It's not depressing, it's the nature of the beast. The MTA spent over a billion dollars and toiled for 10 years before its first CBTC implementation went on-line. It's fundamentally that much different than an ATO or trip-stop system. 80% of it is in the central dispatch back-office...software, server racks, debugging, dispatcher training. Very little of it is out in the field...just some cheap little RFID transponders on the track for maintaining unbroken radio signal, the fiber optic cable those simple transmitters are hooked up to, and the computer receiver on the cars. The systems they replace involve hundreds of miles of heavy copper cable; power-sucking electrical feeds that burn thousands of watts per day; on the mechanical systems like NYC literally thousands of signal lights, trip arms, and switch heaters; and on ATO systems like Red/Orange hundreds of magnetic induction boxes and track circuit insulators.
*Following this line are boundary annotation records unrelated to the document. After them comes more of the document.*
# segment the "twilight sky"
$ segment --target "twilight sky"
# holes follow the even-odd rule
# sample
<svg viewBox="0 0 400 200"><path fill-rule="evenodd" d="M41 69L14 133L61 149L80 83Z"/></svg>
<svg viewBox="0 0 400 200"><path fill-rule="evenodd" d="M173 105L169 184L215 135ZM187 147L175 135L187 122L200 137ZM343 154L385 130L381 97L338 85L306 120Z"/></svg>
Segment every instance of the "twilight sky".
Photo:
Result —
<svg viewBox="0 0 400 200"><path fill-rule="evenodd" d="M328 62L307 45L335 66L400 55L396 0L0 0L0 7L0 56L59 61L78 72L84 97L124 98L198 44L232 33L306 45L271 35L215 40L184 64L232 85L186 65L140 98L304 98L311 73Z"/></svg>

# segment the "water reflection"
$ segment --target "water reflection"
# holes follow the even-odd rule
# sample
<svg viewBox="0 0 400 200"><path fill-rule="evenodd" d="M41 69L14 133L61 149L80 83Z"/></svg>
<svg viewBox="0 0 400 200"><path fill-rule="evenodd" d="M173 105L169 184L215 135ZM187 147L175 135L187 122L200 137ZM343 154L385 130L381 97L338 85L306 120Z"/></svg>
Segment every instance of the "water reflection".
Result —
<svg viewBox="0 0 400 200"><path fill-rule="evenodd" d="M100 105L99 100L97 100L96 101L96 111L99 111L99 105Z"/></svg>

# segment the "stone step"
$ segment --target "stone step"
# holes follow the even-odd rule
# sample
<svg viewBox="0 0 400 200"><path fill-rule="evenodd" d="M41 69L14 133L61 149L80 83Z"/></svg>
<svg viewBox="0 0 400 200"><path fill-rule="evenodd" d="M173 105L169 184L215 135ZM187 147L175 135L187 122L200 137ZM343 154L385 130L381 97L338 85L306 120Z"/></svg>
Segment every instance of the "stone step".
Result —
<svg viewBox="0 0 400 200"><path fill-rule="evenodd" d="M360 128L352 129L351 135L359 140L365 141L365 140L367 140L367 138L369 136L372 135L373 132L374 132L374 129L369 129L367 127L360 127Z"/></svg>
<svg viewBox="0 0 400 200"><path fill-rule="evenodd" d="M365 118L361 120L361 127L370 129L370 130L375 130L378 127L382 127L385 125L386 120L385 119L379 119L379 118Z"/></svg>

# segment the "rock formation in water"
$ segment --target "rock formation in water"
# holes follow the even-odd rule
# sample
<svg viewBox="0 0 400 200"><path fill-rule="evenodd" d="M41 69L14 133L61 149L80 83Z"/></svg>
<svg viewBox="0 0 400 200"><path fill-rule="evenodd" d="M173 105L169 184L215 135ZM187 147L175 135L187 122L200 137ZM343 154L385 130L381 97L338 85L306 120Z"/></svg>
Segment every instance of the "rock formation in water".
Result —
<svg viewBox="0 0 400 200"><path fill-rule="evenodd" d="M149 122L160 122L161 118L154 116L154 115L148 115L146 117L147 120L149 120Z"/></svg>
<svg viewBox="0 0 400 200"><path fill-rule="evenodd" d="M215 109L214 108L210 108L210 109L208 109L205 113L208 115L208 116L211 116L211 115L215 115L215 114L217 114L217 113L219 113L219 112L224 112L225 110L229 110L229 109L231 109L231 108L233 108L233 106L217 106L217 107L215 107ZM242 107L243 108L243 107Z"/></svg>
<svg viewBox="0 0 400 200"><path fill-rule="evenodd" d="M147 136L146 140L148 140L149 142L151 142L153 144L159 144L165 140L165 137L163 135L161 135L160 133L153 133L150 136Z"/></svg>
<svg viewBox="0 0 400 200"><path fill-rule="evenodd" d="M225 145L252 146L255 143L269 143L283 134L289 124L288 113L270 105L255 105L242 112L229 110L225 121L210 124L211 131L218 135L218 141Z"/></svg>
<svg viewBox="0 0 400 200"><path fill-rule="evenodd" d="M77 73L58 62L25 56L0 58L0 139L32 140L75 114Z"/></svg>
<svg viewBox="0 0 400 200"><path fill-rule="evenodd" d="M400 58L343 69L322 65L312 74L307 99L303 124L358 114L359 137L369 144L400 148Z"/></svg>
All of that maintenance-intensive trackside metal and electrical that you can see everywhere out the train window gets displaced by a server farm in the central operations center that you never see. It's trading way, way less complexity trackside for way, way more complexity at the nerve center. So of course it's going to take forever to design and equip the nerve center. The upside is that once the nerve center is scaled up it gets a lot easier to do the field work and equip the cars quickly, orders of magnitude easier and less-costly to keep good SGR out in the field, and each additional line you equip goes faster and cheaper than the last. But it's an enormous change in skew; everything out-of-sight gets front-loaded and gobbles up lion's share of the schedule, while everything trackside is done last and quick. It's totally, absolutely different from how signaling works today. And that's why it can't be timed with a car order.
It's not good/bad/fast/slow...it's just different. If they got the ball rolling 5 years ago they'd still be in the same place NYC was: wads spent, but no trains running on the new signals yet because the nerve center you can't see chews up the lion's share of the project schedule. These new cars would still have to run for their first couple years on the old signals even if they acted more proactively. It's that different a construction schedule.